Bir başka çare görmüyorum hiç ifakate
Ey ruhum iltica et ilâhî tabiate.

Ondan deva, şifa ara, ondan sükûn ara.
Göklerde serseri, mütelevvin bulutlara

Tevdi et ıztırabını, naklet melâlini..
Sabit düşüncelerle perişan hayâlini

Manzûmei nebata çevir, dikkat et ne var?
Bir ömre neş’e vermeğe kâfi bedialar.

Nisyan edip muhitini boşlukla ülfet et;
Kuşlarla arkadaşlık et, ormanla sohbet et.

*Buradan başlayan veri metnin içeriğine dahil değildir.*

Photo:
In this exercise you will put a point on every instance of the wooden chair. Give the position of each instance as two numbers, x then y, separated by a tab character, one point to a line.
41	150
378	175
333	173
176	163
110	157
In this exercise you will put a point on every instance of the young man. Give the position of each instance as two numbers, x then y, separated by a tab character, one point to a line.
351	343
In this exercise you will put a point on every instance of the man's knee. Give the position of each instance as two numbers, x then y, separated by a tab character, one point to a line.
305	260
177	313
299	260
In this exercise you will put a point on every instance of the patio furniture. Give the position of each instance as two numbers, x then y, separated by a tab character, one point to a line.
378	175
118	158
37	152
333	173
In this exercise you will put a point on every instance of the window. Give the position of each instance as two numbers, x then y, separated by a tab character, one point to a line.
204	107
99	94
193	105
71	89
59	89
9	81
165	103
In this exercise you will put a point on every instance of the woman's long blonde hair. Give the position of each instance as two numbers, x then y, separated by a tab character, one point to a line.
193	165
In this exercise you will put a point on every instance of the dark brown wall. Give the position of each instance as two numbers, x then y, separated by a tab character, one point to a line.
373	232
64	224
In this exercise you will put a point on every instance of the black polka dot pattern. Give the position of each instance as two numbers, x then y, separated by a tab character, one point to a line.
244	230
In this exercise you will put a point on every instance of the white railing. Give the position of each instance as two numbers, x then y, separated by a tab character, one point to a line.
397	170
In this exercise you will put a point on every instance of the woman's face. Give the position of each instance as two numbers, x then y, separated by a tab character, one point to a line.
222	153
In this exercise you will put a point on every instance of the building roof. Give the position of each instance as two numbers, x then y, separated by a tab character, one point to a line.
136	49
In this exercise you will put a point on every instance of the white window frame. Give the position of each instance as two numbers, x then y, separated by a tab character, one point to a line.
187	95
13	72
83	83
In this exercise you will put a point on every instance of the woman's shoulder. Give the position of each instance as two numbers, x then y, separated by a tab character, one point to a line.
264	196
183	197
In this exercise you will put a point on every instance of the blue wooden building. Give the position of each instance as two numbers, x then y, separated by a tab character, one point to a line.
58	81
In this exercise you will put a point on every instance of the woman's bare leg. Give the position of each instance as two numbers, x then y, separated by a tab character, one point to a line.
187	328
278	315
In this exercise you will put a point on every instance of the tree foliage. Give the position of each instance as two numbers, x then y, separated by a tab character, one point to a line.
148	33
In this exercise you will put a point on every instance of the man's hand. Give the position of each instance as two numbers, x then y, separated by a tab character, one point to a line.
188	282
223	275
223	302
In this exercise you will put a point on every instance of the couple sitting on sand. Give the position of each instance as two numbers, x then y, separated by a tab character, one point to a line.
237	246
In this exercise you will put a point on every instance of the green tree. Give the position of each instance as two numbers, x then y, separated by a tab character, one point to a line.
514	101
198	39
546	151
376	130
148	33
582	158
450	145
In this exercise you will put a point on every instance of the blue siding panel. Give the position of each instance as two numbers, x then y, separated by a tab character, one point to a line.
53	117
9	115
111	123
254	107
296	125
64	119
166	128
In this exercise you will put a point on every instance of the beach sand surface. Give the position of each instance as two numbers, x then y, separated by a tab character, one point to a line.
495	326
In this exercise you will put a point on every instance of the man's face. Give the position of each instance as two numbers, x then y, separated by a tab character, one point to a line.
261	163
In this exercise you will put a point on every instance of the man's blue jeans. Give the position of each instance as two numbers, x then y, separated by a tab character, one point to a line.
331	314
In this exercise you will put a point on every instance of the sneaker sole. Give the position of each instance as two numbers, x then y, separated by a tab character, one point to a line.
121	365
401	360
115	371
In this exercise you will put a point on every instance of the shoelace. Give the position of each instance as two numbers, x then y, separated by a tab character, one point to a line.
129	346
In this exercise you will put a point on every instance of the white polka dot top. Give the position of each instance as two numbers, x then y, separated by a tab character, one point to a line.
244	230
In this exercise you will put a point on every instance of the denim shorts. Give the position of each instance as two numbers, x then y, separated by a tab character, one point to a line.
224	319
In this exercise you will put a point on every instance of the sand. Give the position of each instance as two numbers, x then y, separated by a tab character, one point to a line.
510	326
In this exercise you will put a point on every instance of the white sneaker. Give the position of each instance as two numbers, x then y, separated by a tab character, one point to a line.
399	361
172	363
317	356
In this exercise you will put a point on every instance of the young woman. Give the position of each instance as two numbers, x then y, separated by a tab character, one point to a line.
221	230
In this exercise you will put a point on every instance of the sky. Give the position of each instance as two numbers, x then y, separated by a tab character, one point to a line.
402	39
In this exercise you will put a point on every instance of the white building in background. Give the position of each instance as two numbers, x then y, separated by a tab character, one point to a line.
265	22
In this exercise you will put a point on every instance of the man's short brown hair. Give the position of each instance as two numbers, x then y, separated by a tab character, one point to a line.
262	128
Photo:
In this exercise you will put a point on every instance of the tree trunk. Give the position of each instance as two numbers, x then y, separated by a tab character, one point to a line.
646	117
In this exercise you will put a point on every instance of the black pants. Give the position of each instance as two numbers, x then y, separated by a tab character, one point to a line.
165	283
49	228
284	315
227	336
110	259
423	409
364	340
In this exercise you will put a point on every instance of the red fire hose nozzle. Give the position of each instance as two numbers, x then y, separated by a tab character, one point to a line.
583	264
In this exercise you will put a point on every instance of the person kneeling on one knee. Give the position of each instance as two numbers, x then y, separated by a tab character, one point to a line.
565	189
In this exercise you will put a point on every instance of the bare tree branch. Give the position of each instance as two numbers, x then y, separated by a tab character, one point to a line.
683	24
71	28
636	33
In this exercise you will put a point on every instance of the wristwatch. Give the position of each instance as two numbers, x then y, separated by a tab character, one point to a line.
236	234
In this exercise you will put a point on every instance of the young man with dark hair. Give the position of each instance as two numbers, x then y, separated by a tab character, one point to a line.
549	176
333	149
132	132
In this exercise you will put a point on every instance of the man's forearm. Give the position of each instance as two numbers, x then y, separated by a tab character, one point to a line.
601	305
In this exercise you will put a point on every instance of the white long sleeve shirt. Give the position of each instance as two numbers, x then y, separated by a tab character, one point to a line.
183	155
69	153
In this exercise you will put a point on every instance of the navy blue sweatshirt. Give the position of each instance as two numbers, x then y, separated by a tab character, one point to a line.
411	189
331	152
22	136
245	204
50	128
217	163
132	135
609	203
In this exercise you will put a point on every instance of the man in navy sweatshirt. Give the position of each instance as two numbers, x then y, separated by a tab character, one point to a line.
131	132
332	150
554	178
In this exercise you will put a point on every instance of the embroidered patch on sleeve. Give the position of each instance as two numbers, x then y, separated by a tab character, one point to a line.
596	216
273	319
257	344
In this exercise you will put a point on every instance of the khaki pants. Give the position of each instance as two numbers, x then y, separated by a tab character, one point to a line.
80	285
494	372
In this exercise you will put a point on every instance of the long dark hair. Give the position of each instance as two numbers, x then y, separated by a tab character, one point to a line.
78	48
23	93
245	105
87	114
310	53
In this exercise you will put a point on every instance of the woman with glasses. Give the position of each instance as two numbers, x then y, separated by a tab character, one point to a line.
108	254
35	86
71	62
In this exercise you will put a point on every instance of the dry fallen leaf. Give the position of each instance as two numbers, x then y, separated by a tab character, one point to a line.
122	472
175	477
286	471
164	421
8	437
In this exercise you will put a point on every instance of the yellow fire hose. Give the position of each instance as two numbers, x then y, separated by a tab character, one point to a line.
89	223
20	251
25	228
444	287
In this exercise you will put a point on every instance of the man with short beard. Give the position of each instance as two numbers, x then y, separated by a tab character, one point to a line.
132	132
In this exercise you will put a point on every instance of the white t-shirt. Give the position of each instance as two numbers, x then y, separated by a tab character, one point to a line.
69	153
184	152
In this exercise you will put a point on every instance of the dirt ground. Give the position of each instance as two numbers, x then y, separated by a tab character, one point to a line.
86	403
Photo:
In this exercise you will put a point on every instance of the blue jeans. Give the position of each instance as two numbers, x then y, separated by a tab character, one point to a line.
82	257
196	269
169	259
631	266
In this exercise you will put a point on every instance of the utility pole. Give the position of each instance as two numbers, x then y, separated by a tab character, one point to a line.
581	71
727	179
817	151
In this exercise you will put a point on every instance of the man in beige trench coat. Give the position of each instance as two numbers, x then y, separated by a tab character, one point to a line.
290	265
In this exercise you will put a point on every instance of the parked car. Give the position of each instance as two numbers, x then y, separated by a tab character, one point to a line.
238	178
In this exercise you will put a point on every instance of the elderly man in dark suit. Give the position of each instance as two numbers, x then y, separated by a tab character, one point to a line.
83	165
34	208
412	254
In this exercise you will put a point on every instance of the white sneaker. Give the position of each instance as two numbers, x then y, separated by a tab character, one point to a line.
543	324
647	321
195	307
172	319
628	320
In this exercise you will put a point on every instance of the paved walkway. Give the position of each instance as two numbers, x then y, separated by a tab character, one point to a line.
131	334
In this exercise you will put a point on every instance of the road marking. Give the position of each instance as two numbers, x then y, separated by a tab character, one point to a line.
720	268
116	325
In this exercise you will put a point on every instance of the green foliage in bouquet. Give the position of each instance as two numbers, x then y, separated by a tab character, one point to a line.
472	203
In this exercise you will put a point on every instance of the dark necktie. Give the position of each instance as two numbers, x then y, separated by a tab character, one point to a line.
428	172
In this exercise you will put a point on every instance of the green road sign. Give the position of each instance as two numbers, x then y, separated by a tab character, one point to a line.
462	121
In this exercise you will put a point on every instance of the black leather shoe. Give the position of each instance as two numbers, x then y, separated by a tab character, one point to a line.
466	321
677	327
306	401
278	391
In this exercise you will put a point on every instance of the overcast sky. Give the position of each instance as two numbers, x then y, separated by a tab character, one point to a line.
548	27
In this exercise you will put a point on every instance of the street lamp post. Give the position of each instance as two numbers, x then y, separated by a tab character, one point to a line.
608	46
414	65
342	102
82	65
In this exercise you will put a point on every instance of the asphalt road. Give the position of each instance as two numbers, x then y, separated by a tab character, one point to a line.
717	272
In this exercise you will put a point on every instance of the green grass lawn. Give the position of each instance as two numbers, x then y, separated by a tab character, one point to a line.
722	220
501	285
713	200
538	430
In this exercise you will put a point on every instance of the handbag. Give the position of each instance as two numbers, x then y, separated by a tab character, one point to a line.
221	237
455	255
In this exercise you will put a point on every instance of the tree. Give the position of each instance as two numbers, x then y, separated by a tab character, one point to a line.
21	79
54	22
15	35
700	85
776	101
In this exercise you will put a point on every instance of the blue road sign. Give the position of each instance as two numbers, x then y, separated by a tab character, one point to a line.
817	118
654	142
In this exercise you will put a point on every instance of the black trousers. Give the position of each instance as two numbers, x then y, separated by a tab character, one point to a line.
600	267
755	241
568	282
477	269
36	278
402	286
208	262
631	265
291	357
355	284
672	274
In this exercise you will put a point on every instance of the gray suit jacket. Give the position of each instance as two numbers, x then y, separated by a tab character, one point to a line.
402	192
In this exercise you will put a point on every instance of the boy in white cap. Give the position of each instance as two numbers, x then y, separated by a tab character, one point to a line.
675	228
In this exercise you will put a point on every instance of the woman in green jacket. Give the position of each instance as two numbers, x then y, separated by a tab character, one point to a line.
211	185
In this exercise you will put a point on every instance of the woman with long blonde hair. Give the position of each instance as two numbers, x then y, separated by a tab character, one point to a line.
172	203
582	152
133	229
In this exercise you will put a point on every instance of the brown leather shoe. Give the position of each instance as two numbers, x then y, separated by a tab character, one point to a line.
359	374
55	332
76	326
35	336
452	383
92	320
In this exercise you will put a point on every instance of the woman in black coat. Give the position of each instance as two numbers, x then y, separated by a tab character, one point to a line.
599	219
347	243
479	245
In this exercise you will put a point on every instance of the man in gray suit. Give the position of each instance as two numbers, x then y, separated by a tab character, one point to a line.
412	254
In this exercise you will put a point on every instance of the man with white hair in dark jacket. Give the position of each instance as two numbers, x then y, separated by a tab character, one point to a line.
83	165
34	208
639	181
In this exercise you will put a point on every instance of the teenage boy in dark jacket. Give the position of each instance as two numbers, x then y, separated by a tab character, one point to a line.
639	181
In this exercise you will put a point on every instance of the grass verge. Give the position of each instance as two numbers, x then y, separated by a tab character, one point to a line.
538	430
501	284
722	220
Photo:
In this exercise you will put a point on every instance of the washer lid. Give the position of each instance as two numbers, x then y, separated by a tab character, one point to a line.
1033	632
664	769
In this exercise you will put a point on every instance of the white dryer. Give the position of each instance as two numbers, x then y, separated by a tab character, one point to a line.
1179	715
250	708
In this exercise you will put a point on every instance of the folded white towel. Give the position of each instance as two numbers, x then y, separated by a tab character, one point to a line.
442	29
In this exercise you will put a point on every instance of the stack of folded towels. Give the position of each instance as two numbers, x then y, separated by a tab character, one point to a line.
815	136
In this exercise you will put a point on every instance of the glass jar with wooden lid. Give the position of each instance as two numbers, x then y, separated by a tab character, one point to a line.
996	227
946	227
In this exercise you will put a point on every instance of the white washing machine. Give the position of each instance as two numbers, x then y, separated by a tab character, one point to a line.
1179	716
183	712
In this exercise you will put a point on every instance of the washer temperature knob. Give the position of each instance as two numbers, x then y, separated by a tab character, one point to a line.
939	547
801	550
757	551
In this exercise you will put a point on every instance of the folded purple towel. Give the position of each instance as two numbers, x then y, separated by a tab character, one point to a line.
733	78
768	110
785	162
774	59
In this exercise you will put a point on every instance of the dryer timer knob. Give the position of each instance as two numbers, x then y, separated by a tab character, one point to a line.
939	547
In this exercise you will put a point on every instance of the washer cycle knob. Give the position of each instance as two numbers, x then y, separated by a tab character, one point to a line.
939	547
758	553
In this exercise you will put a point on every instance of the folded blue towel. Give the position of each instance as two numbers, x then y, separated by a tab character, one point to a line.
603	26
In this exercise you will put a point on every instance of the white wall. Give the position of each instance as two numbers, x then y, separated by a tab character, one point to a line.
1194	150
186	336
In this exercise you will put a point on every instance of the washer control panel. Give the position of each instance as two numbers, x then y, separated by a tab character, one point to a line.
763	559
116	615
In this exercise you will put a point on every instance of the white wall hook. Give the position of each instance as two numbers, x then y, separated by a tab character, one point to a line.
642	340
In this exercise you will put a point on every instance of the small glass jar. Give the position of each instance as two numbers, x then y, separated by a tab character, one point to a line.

Sahilde dinle hür denizin musikisini,
Bir musiki ki hep değişir, daima yeni.

Âvâre dalgalar seni şefkatle sallasın..
Yahut sen, ey çocuk, ki ezelden kanatlısın

Uç git dolaş, münevver ufuklarda serseri;
Oh iç batan güneşten akan penbe kevseri.

Mestol bütün zıya ile, füshatle, şir ile.
Bak hep bulutlu, sisli nazarlarla safile.

Bin yadın ah elemleri çöktükçe hissine
Hiç korkmadan sığın gecenin hisli göğsüne;

Herkesten üstün anlar o, âvâre şairi,
Anlar ne istiyor gece ondan müsafiri.

Nermin, siyah kanatları altında bir zaman
Dinlen, düşünme., hâtıralardan gıda alan

Derdin yavaş yavaş uyuşur, binişan olur.
Zulmette parlıyanlara dal; bir zaman olur

Boşlukta, mâverada uçarsın.... Bu âlemin
Fani alâikinden uzak, şöyle bir gezin,

Seyrinde sıyrılır seni tazyik eden bulut.
Sen cevherinle baş başasın şimdi... Oh unut

Meçhul o iptidayı, karanlık nihayeti,
Dünyada haşrolan sonu gelmez sefaleti.